El espléndido puente erigido sobre el Drina fue una obra de pía inspiración, ordenada por el gran visir Mehmet Pachá Sököllü (bosnio de nacimiento e hijo, por tanto, de la devsirme). Sus prodigiosas arcadas se levantaron sobre el verde río en 1571 (el año 979 de la hégira mahometana). La construcción del puente tuvo un sentido práctico en aquel híbrido confín. La maravillosa mole se alzaba junto a la línea fronteriza que, con los siglos, separará Bosnia de Serbia. Pero en su origen, concebido sobre los planos del pasado remoto, el puente venía a significar también una idea de flujo, de migración de intereses entre Oriente y Occidente. El puente sobre el Drina era como el caravasar entre dos mundos condenados a la encrucijada. Pero lo atrayente en la obra de Andric, a nuestro entender, no es la nostalgia pasiva o el canto amable de aquella hora malograda, en la que las culturas cristiana e islámica parecían que podían entenderse por encima de los yugos históricos (ora el del Turco, ora el del austriaco). Lo que prevalece siglo tras siglo es -volvemos al principio- el destino balcánico. Quiere decirse que toda la epifanía coral de Un puente sobre el Drina se desarrolla bajo la sombra espesa y mórbida de un recelo secular, insuperable de generación en generación, aunque los ancianos de ambos credos llegan a compartir confidencias, fuman el chibuquí a orillas del Drina, o padecen juntos las riadas que las lluvias desalmadas provocan sobre el río fronterizo.

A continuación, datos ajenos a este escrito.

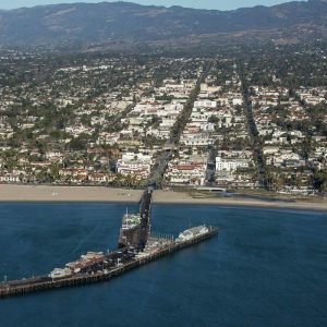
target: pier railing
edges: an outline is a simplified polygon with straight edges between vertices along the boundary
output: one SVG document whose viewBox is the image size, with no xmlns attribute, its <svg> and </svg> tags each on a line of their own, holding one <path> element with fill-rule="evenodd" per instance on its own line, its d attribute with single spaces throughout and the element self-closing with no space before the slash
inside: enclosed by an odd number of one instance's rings
<svg viewBox="0 0 327 327">
<path fill-rule="evenodd" d="M 217 233 L 218 233 L 218 228 L 208 227 L 208 232 L 206 233 L 199 234 L 197 237 L 194 237 L 191 240 L 183 241 L 183 242 L 171 241 L 152 253 L 145 253 L 143 256 L 135 257 L 129 261 L 128 263 L 118 264 L 114 268 L 111 268 L 110 270 L 104 269 L 104 270 L 92 271 L 90 274 L 76 274 L 60 279 L 50 279 L 47 276 L 40 276 L 33 279 L 25 279 L 25 280 L 17 280 L 17 281 L 2 283 L 0 284 L 0 298 L 3 299 L 8 296 L 23 295 L 31 292 L 82 286 L 82 284 L 110 280 L 111 278 L 120 276 L 125 271 L 146 265 L 147 263 L 156 261 L 170 253 L 177 252 L 179 250 L 189 247 L 193 244 L 207 240 Z"/>
</svg>

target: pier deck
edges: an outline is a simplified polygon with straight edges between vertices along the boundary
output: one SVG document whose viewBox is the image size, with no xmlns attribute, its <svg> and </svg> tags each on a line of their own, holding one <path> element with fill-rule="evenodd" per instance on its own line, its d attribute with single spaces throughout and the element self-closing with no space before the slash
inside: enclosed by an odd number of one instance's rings
<svg viewBox="0 0 327 327">
<path fill-rule="evenodd" d="M 106 262 L 105 259 L 99 266 L 101 267 L 101 269 L 95 269 L 85 274 L 75 274 L 70 277 L 59 279 L 51 279 L 48 276 L 40 276 L 32 279 L 23 279 L 11 281 L 8 283 L 2 283 L 0 284 L 0 298 L 3 299 L 8 296 L 23 295 L 31 292 L 46 291 L 50 289 L 74 287 L 110 280 L 111 278 L 120 276 L 125 271 L 143 266 L 170 253 L 177 252 L 179 250 L 189 247 L 193 244 L 207 240 L 217 233 L 218 228 L 209 227 L 207 233 L 197 235 L 189 241 L 175 242 L 167 240 L 167 242 L 164 242 L 164 245 L 153 250 L 153 252 L 144 252 L 141 256 L 135 255 L 132 258 L 126 258 L 125 263 L 118 263 L 113 267 L 112 264 L 109 263 L 110 255 L 108 255 L 106 256 L 108 262 Z M 153 241 L 157 240 L 153 239 Z"/>
</svg>

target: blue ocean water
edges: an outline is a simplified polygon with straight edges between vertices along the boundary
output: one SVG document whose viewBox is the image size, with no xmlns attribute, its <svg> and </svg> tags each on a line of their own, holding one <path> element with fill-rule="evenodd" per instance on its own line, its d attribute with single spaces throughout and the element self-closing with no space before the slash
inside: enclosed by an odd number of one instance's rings
<svg viewBox="0 0 327 327">
<path fill-rule="evenodd" d="M 113 249 L 124 211 L 0 204 L 0 280 Z M 327 326 L 326 213 L 156 205 L 152 217 L 155 232 L 220 233 L 108 282 L 0 301 L 0 326 Z"/>
</svg>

En el albor de la Gran Guerra, cuando los cañones serbios apuntan al puente, un viejo turco del lugar mantiene intacto el sentido que los puentes tienen para un creyente musulmán. En la aurora del mundo, Alá creó y entregó al hombre la tierra culta, blanda y pródiga, como arcilla sin cocer. Y el Maligno, envidioso por aquella dádiva, arañó toda aquella tierra magnífica, de la que surgieron, para infortunio del hombre, cordilleras y ríos inabordables. Los ángeles de Alá tendieron sus alas a los hombres para que éstos cruzaran los ríos. Y así aprendieron a construir puentes, que, como las fontanas, no hacían sino remitir a un origen sagrado que el hombre de todo tiempo venidero no podía profanar. Tal y como ocurre al final de la novela, bombardear el puente erigido sobre el Drina suponía, para aquel viejo nacido bajo la pax ottomanica, una ofensa del torpe e incomprensible mundo sobre la voluntad de Dios.